On other rappers hating on him:
“You notice they don’t criticize the music itself, though…I’m okay with that.”

On being (sort of) abstinent:
“You know the way fighters don’t fuck before the fight? Sometimes I feel like I’m so focused on training my body and getting my mind right to create this album that sex isn’t one of my main priorities. If someone is around that I know and trust, I’m down. But I’m not going to end up with some stranger at this party.”

On Chris Brown drama:
“I hear he has everything he could want now. I don’t want my name to be synonymous with that guy’s name. I really don’t. I wish we could sit down just like you and me are right now, and talk it out man-to-man. But that’s not going to happen. I’m not confrontational, but if someone challenges, I’m not going to back down. If I think about it too much, I feel it wrapping around my foot, like I get a feeling it could end really badly…Like, it gets really dark.”

On love:
“[Will Smith said] It’s not about wanting anymore, you need that person. Hearing that, I don’t know if I’ve ever felt that way…I’ve made a lot of music about love being the only thing I’m missing. I think this is the first album I’ve made saying, ‘I’m okay, I’m enjoying it right now.’ Maybe this is my time to grind it out, make a run for it, and add some memories with my boys.”

On “Started From The Bottom”:
“I think a lot of people wish their favorite rapper wrote it—as if a song like that should be gangster—but I was the one who wrote it, and everyone has their bottom.”
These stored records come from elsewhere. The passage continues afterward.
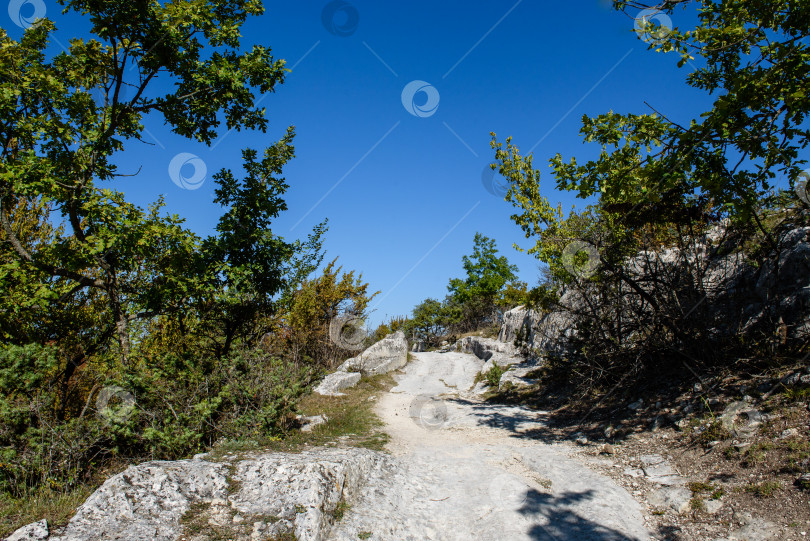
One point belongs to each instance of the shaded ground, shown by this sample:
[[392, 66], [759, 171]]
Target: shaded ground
[[465, 470]]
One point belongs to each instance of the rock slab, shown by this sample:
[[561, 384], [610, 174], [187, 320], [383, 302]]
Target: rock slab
[[388, 354], [261, 496]]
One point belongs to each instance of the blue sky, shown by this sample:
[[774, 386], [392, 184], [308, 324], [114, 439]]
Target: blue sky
[[404, 193]]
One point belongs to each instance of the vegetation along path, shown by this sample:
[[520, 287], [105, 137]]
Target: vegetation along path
[[470, 470]]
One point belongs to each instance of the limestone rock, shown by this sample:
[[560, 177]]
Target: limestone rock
[[388, 354], [674, 498], [333, 383], [262, 496], [33, 532], [309, 423]]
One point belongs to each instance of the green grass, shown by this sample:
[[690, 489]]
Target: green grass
[[493, 375], [763, 490], [351, 418], [340, 510], [698, 487]]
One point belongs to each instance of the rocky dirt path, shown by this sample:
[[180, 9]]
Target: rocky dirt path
[[464, 470]]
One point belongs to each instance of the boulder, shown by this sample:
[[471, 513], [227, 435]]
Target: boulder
[[484, 348], [33, 532], [263, 496], [388, 354], [333, 383]]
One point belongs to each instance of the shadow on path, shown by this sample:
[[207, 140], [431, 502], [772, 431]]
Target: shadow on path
[[564, 523]]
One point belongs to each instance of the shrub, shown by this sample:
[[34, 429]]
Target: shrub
[[166, 408]]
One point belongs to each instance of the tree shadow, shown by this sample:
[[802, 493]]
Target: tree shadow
[[564, 523]]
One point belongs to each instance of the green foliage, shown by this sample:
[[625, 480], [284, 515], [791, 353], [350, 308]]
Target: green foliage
[[656, 183], [473, 301], [493, 375], [766, 489], [302, 330], [487, 273], [428, 322]]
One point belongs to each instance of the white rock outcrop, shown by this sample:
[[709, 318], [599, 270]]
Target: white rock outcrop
[[333, 383], [388, 354]]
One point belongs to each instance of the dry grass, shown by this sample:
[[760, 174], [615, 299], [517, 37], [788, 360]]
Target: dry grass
[[56, 507], [352, 422]]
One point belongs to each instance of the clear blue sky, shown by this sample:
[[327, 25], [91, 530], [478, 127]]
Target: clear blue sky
[[404, 193]]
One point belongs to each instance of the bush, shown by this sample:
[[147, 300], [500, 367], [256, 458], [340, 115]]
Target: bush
[[167, 408]]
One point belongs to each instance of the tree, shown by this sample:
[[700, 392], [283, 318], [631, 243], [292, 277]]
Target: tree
[[58, 149], [658, 183], [652, 171], [302, 329], [475, 297]]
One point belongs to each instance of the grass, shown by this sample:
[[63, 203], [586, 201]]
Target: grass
[[352, 421], [340, 510], [492, 376], [715, 431], [56, 507], [765, 489]]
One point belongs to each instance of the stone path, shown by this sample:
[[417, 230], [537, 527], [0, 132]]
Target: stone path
[[464, 470]]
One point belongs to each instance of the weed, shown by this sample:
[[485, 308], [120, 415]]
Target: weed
[[714, 431], [698, 487], [765, 489], [493, 375], [340, 510]]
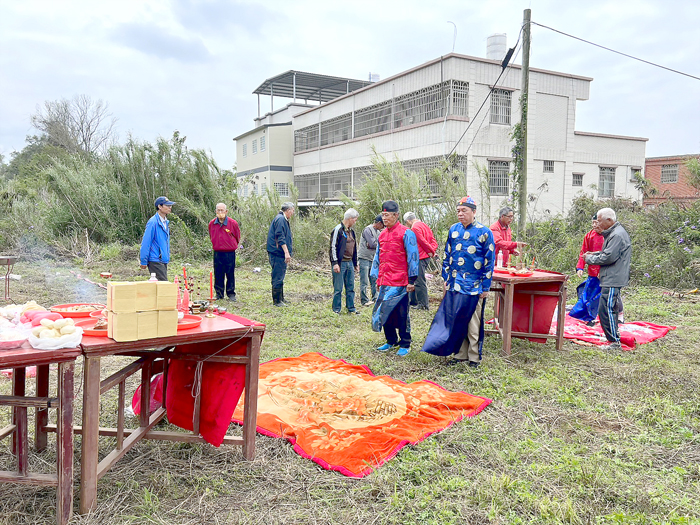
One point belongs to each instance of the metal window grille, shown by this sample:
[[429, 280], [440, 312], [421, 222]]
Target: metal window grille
[[460, 98], [498, 177], [500, 106], [337, 129], [282, 188], [373, 119], [306, 138], [606, 182], [422, 105], [669, 173]]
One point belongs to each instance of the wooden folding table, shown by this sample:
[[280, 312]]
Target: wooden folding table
[[152, 354], [525, 305], [19, 359]]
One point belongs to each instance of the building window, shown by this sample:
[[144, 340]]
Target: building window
[[498, 177], [669, 173], [500, 106], [606, 183], [282, 188]]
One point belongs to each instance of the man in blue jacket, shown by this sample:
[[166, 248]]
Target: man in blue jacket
[[155, 246], [279, 250]]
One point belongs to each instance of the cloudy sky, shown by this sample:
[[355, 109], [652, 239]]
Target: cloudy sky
[[192, 65]]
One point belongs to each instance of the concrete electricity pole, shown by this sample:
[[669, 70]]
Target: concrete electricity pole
[[522, 206]]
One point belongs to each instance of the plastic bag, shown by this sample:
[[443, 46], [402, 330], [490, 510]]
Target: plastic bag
[[54, 343]]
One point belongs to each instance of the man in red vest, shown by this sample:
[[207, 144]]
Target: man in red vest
[[225, 236]]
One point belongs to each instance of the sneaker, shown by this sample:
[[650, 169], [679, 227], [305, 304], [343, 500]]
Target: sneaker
[[612, 347]]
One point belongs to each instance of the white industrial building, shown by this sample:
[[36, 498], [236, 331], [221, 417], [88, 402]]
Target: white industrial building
[[418, 117]]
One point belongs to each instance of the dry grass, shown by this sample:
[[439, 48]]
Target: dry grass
[[576, 436]]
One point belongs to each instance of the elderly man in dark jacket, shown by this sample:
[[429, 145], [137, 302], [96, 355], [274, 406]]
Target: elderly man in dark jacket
[[279, 250], [614, 261]]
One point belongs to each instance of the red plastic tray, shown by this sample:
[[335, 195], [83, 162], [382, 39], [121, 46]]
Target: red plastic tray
[[57, 309], [88, 328], [188, 322]]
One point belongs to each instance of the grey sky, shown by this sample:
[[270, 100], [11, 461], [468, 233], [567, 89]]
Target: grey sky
[[191, 66]]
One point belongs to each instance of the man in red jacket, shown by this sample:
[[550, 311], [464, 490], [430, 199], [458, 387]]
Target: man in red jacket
[[225, 235], [427, 246], [503, 235]]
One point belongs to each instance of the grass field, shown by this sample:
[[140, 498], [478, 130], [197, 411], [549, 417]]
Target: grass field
[[574, 436]]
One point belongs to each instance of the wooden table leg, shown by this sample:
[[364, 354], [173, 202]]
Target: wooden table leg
[[91, 428], [508, 316], [250, 408], [561, 321], [64, 440], [42, 414]]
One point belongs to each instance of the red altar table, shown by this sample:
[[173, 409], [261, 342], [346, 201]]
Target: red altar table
[[19, 359], [207, 343], [525, 305]]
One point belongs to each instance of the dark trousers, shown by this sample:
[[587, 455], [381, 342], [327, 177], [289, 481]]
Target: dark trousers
[[608, 311], [398, 321], [160, 269], [419, 297], [224, 269], [279, 270]]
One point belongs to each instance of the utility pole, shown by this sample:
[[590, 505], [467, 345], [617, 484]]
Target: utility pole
[[522, 206]]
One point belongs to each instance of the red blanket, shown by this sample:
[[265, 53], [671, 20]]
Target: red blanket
[[344, 418], [631, 334]]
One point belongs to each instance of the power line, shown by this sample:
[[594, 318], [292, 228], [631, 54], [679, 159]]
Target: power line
[[618, 52]]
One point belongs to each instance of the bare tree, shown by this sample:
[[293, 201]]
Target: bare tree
[[78, 125]]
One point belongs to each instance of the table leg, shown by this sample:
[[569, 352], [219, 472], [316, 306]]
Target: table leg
[[42, 414], [561, 321], [508, 316], [250, 407], [64, 437], [19, 415], [91, 428]]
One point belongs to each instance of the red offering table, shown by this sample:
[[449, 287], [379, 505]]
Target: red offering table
[[19, 359], [207, 342], [525, 305]]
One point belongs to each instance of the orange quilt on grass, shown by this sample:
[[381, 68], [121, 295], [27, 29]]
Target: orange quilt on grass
[[344, 418]]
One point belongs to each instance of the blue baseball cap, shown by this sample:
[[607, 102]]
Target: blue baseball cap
[[163, 201]]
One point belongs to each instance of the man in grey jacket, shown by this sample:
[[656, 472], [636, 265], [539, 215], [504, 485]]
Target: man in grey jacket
[[614, 260], [368, 245]]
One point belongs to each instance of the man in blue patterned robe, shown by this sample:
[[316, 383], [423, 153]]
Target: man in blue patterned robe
[[467, 271]]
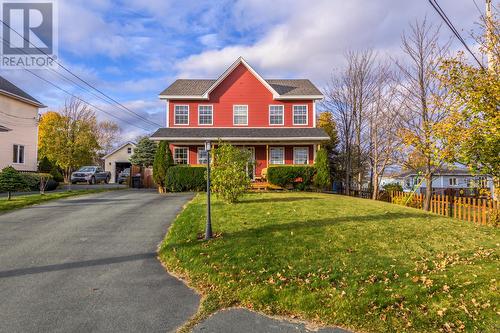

“As for my whole story, I wouldn’t change a thing. I’ve told bits and pieces of it—and I’ll tell more. Maybe because I had friends who grew up in the hood, I could have acted like I had, too, and perpetrated a different lifestyle, and it would be eating away at me because it wouldn’t be the truth. i’m actually here in front of you living the truth. I wake up int he morning and my heart is light, man. It’s not heavy. I don’t have skeletons in the closet on their way out. This is my real age, my real name, my real past, and I’m good with that.”

On Nothing Was The Same:
“This is my fucking moment to say if I wanted to rap all the time, really rap, I would, but I also love to make music. I’ll do this for you right now. But it’s for me, too. It’s my story…I’m trying to get back to that kid in the basement. To say what he has to say. And I’m trying to make it last.”